Os treinadores devem criar um contexto no Minibasquete que envolva e entusiasme as crianças, dando-lhes um propósito claro e motivador. Esse "querer muito" ser jogador de basquetebol é essencial, para que elas se dediquem de forma responsável e comprometida, evoluindo de uma interação casual com a bola para uma prática focada no desenvolvimento das habilidades necessárias para se tornarem grandes jogadores.

 

O papel do treinador

Regressando aos e-mails do Professor Jorge Araújo, podemos clarificar melhor a função de ser treinador:

“É responsabilidade do treinador criar um ambiente de treino que vá além da simples diversão.

O treinador deve ser capaz de envolver as crianças emocional e mentalmente, criando um propósito claro para o treino. Esse propósito é o desejo de se tornar um bom jogador de basquetebol. Quando as crianças estão motivadas por esse desejo, elas participam de maneira mais responsável e comprometida. Isso não significa apenas seguir as instruções, mas ter a vontade interna de melhorar, aprender e se dedicar ao desporto.

 A prática precisa ter intensidade para que as experiências de treino se tornem significativas e, eventualmente, automáticas. Essa intensidade pode vir do nível de desafio, da competitividade ou do envolvimento emocional das crianças.

A aprendizagem, especialmente no contexto do Minibasquete, é um processo que envolve não apenas a mente, mas também o corpo, através da repetição e incorporação de habilidades motoras e cognitivas.

A essência desse processo reside na transição de 'jogar a bola' para 'jogar basquetebol', destacando a importância de uma aprendizagem significativa e intencional. Para que essa aprendizagem seja eficaz, é fundamental que os treinadores compreendam como ocorre o desenvolvimento das habilidades desde a infância.

O jovem atleta começa com a perceção sensorial, a imaginação e o pensamento, progredindo para ações repetidas que levam à incorporação de hábitos. Esta incorporação é o que permite que as habilidades se tornem automáticas e realizadas de forma fluida e eficiente.

No Minibasquete, especificamente, é necessário que os treinadores criem um ambiente que vá além do simples ato de brincar com a bola. Eles precisam instigar nas crianças um propósito claro e uma motivação forte para se tornarem jogadores de basquetebol. Esse 'propósito' é crucial para que as crianças se envolvam de maneira significativa e desenvolvam o compromisso necessário para progredir no desporto.” (Araújo, 2024)

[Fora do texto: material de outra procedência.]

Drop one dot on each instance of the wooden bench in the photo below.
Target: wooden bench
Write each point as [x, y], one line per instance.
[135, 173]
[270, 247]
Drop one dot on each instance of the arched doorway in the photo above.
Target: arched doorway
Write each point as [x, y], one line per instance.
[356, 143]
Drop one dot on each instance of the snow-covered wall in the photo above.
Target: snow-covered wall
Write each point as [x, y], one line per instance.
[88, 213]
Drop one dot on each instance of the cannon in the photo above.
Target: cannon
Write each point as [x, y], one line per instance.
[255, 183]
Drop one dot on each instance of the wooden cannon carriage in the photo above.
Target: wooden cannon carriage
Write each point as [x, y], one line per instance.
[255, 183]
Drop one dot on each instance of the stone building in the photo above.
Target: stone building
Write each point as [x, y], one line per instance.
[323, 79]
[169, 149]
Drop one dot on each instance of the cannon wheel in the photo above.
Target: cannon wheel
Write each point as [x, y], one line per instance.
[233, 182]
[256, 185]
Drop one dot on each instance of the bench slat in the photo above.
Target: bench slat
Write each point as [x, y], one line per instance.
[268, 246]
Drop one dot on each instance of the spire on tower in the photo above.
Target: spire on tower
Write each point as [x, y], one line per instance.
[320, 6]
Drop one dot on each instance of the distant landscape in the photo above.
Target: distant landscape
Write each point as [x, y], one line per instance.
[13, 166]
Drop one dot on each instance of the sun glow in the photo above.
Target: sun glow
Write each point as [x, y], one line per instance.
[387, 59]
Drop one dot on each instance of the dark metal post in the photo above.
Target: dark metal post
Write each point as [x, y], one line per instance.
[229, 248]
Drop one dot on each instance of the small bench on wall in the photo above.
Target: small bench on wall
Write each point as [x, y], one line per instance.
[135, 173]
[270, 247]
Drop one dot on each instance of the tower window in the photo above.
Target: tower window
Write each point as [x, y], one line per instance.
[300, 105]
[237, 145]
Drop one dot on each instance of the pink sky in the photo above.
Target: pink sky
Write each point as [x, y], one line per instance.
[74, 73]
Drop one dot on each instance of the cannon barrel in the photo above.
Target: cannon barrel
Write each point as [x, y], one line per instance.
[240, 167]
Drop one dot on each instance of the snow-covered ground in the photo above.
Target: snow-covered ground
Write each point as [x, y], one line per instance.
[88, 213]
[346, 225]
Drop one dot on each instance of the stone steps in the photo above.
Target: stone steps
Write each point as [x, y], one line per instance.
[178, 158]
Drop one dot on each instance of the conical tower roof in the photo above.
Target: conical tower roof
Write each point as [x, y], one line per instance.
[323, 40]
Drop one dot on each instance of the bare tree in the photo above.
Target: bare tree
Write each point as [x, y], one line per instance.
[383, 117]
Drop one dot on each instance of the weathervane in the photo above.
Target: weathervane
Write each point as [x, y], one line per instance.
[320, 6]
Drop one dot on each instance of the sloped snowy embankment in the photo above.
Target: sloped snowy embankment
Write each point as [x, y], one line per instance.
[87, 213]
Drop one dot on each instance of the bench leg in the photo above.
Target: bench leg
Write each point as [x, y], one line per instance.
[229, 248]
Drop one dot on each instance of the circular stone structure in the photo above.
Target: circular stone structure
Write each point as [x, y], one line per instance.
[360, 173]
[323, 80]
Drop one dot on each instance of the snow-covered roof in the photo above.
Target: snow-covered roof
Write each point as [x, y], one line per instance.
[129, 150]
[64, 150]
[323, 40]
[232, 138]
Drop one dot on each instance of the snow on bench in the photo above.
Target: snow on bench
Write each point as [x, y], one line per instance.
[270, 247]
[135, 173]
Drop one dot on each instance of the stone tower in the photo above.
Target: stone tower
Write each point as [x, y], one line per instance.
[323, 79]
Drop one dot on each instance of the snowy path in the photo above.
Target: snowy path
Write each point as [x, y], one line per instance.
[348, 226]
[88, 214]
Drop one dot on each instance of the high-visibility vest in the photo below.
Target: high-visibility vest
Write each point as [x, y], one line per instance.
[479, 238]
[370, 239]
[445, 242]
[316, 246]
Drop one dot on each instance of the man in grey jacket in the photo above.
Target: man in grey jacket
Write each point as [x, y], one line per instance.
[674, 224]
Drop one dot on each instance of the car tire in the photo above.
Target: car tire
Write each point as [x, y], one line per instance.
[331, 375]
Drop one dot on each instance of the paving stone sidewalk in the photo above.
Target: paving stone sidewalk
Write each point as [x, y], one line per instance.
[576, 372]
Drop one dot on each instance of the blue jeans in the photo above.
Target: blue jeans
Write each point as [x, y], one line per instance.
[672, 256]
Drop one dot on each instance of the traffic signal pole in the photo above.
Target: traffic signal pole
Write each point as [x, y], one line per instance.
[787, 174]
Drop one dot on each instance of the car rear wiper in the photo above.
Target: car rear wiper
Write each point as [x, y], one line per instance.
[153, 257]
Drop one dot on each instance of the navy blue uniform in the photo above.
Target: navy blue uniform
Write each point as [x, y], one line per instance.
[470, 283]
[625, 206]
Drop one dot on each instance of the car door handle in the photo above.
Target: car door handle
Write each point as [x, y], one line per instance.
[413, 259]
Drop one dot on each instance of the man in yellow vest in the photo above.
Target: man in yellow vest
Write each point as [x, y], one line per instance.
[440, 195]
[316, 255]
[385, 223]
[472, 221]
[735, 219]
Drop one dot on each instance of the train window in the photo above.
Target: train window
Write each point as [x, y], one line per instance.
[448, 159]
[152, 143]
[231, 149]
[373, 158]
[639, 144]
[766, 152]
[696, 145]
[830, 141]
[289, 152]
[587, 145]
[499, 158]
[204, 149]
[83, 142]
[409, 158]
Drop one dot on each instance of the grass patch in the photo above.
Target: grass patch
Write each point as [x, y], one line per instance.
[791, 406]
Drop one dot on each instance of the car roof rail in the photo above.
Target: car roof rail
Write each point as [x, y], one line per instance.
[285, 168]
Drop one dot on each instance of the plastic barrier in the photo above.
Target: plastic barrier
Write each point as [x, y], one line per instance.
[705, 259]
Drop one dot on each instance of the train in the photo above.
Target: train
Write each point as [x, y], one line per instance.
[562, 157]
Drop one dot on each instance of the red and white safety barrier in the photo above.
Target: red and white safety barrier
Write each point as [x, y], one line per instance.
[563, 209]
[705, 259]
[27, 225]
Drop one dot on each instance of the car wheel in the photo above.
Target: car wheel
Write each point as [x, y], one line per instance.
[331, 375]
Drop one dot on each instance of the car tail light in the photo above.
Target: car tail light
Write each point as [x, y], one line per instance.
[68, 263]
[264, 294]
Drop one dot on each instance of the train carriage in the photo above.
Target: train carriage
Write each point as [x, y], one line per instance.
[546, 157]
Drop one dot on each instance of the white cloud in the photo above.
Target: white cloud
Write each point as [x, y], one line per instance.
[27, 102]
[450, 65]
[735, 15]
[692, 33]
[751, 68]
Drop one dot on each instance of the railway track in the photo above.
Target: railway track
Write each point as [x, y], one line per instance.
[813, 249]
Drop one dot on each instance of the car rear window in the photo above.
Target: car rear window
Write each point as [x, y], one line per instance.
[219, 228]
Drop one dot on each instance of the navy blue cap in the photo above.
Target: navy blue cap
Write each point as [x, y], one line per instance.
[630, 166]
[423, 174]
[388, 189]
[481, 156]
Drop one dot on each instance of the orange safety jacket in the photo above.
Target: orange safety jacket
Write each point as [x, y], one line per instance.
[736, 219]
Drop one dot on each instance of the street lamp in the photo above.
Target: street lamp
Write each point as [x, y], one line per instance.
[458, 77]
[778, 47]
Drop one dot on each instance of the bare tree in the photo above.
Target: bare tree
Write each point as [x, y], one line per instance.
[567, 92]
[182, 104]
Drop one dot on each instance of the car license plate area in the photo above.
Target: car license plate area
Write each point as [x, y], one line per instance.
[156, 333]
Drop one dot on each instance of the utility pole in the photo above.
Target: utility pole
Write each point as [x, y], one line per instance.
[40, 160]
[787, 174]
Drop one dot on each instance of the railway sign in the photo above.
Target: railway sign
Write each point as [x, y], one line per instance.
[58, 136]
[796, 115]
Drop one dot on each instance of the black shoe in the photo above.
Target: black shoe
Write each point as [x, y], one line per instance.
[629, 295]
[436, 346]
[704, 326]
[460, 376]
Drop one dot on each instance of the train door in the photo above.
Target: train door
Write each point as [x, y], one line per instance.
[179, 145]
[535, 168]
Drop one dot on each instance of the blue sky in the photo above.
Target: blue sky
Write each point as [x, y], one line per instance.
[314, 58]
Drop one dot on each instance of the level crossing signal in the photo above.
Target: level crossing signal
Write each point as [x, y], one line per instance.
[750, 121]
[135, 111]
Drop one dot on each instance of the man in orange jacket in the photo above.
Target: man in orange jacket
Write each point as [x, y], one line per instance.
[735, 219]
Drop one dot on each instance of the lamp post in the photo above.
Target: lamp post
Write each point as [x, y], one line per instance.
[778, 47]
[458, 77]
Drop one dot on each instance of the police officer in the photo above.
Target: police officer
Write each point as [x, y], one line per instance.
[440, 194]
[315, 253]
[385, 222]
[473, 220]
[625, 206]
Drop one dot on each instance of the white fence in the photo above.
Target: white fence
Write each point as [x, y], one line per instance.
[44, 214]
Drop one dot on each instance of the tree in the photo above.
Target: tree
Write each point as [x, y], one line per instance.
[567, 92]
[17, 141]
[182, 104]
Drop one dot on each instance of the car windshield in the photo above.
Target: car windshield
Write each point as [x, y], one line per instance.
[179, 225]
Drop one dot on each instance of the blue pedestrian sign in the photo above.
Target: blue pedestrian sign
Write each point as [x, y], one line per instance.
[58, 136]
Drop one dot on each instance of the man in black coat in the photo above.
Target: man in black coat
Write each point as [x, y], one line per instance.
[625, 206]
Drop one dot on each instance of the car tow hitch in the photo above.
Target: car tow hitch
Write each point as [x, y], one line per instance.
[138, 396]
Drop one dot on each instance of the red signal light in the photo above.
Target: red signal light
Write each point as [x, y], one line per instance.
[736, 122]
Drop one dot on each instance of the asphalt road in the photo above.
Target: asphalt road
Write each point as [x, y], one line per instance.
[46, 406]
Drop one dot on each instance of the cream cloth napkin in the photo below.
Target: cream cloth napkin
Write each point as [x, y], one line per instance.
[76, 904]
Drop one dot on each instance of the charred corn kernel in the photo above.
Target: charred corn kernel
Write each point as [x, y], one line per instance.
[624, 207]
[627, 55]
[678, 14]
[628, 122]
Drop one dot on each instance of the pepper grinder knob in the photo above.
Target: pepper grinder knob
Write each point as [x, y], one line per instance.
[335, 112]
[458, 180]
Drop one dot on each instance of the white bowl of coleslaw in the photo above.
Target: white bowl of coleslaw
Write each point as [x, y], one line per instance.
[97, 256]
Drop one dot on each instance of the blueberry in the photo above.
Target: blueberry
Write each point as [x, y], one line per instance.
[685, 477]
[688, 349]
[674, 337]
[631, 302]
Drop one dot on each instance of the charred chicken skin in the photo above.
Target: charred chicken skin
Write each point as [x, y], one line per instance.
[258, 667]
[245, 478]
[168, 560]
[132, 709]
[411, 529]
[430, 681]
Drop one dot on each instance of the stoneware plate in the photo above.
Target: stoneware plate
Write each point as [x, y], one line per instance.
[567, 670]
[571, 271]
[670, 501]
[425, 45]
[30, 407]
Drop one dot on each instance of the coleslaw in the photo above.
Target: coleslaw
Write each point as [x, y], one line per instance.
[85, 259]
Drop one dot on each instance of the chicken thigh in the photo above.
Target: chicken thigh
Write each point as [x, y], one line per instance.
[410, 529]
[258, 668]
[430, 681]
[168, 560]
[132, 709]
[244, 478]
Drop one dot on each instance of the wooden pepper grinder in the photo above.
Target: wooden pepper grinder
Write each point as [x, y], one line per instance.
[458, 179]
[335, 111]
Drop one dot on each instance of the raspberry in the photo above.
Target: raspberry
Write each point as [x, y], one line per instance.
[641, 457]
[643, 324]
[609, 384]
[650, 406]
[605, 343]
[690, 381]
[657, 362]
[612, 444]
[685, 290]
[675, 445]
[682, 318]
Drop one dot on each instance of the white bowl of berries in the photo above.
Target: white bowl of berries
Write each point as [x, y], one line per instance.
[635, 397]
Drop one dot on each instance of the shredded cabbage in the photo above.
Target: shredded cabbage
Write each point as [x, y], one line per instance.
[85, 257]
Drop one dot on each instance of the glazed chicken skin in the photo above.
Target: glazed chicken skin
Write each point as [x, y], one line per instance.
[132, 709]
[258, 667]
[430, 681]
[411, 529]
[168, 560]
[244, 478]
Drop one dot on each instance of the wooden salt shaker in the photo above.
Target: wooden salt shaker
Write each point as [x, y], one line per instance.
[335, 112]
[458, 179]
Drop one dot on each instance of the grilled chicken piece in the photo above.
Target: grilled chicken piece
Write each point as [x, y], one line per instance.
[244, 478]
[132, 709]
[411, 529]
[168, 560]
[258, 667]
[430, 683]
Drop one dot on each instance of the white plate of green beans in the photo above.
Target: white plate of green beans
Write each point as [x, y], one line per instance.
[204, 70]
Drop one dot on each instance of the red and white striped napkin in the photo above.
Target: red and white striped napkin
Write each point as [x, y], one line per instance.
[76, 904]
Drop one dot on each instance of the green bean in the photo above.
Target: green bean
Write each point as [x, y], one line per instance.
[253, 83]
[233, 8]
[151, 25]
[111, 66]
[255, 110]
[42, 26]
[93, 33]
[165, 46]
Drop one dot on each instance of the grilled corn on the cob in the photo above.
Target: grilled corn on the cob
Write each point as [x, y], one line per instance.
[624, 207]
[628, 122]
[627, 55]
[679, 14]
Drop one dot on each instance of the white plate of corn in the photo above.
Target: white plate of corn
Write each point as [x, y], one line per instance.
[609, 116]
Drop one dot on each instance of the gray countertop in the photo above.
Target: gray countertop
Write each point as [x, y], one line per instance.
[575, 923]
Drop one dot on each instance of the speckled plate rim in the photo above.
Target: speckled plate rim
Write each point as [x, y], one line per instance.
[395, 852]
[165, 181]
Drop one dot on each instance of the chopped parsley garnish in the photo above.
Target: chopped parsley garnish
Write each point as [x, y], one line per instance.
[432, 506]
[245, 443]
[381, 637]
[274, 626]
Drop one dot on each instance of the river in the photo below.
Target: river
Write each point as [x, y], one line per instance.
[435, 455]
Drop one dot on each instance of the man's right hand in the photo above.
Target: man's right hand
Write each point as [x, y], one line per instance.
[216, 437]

O Prof. J. Araújo, ao envolver conceitos neurocientíficos e filosóficos, sugere que uma experiência só se torna consciente e se transforma em hábito quando atinge um certo nível de intensidade. Ou seja, para que a aprendizagem seja duradoura e significativa, é necessário que as crianças estejam profundamente com prometidas e motivadas.

Esse comprometimento é o que permite a transição de atividades lúdicas para um treino focado no desenvolvimento de habilidades específicas do basquetebol.

Conclusão

Jogar à bola é diferente de jogar Minibasquete. Ambos envolvem direitos e responsabilidades, mas apenas o Minibasquete exige compromisso e desejo de competir.

Os treinadores desempenham um papel crucial na criação de um ambiente que não apenas ensine as habilidades necessárias, mas também motive e inspire as crianças a tornarem-se grandes jogadores de basquetebol.

O sucesso desse processo depende da capacidade do treinador proporcionar uma experiência de aprendizagem que seja envolvente e direcionada para objetivos claros.

Para transformar o Minibasquete e melhorar a qualidade do basquetebol, é necessário implementar alterações radicais na base da prática do jogo, tanto na escola quanto no clube.

Isso inclui modificar a atitude dos professores e treinadores em relação ao ensino e ao treino.

Sem essas mudanças, será difícil alcançar os resultados desejados.

 

Bibliografia:

ARAÚJO, Jorge. E-mail enviado em 26 de agosto de 2024.

LASO, P. Clínic da Agrupación Baloncesto Villaviciosa de Odón. 2018.

VII JORNADAS DE FORMAÇÃO C.B.Q. Clínic conduzido por Valentin Plaza, 2024.